Friday, April 20, 2012

Being Here



John Steinbeck began his book “Travels with Charlie” with the words: “When I was very young and the urge to be someplace else was upon me”...
He went on to write, with insight, humor, and I think poignancy, about wanderlust, about his occasional need to go someplace and to see things.

I am not John Steinbeck, but I can certainly relate.

One of my friends is in Costa Rica now on a bird photography adventure. Two other friends went to India in January, each on a very different kind of trip: One went to the north of the country to attend a 10-day teaching by the Dalai Lama in Bodh Gaya; the other spent a month traveling that vast continent by train, then ended her journey by taking in the beach scene in the south. Two other friends spent Christmas in South America, hiking in Patagonia.

“The world is big and life is short,” one of my friends says.
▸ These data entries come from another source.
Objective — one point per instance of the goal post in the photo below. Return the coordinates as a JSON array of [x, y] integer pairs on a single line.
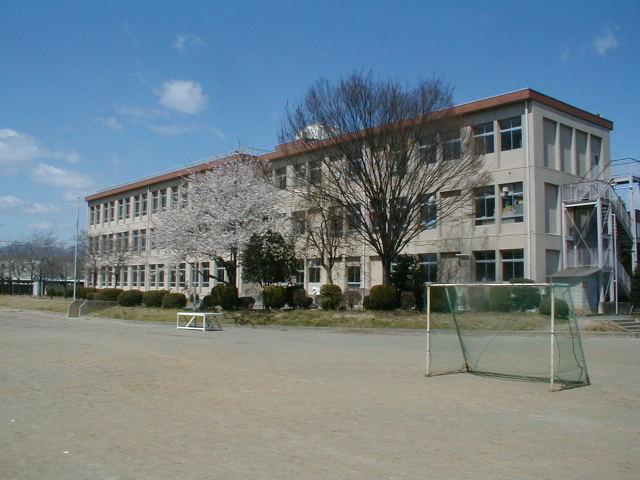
[[523, 331]]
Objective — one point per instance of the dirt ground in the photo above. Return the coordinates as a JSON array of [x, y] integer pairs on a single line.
[[107, 399]]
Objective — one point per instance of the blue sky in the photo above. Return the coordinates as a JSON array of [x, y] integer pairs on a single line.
[[95, 93]]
Ah, the urge to see things...to be someplace else...
***
Perhaps as tonic to my own, currently-going-nowhere-existence -- I have photographic commitments on my calendar and thus I must stay close to home -- I headed out the door this week with specific intentions to see what I could see, right here at home....and, by the way, to be content with that.

Here are notes from my experiences this week at non-travel:

--There is an old blue golf umbrella on our front porch (I am not a golfer, but I do have a couple of clubs that my dad gave me, and of course the umbrella.) For some reason, come springtime, little frogs seem to crawl up inside the umbrella and hang out there (I found a frog in the umbrella last year too.)
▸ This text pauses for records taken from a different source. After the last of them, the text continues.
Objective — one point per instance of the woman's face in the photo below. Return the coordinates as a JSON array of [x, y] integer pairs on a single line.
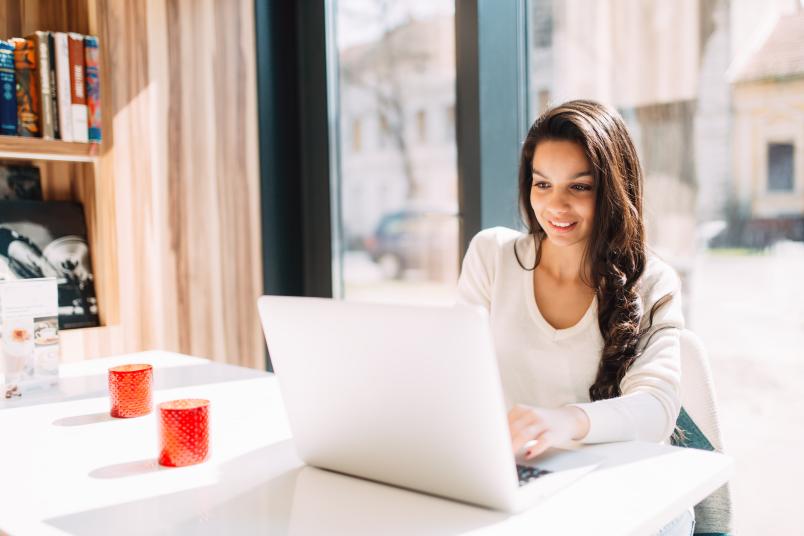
[[563, 192]]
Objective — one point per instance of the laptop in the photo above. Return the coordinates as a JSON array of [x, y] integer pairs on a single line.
[[408, 396]]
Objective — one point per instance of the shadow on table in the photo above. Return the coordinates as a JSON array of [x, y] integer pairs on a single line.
[[83, 387], [269, 491]]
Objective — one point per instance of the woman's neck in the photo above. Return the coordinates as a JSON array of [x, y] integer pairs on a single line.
[[563, 264]]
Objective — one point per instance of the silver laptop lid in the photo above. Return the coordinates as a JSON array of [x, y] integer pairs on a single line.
[[400, 394]]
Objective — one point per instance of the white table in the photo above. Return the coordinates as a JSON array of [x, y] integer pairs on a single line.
[[67, 467]]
--Just down the lane, my friend Rusty the Horse comes running across his pasture when he sees me coming, knowing I almost always have treats in my pocket. I produce the goods, and then Rusty and I visit. Rusty has amazing blue eyes, and on a pretty, blue-sky spring day, I realize that even if I can’t be someplace exotic, my mood is anything but blue.

--Back at home after my visit with Rusty, I spend some time, laying on my back under our magnolia tree, looking up at the blossoms. They remind me of fireworks.

I point my lens right toward the sun and shoot pictures of the blossoms, and the blinding sunburst. For several minutes thereafter, my eyes water and everything I look at is tinged in a weird yellow color.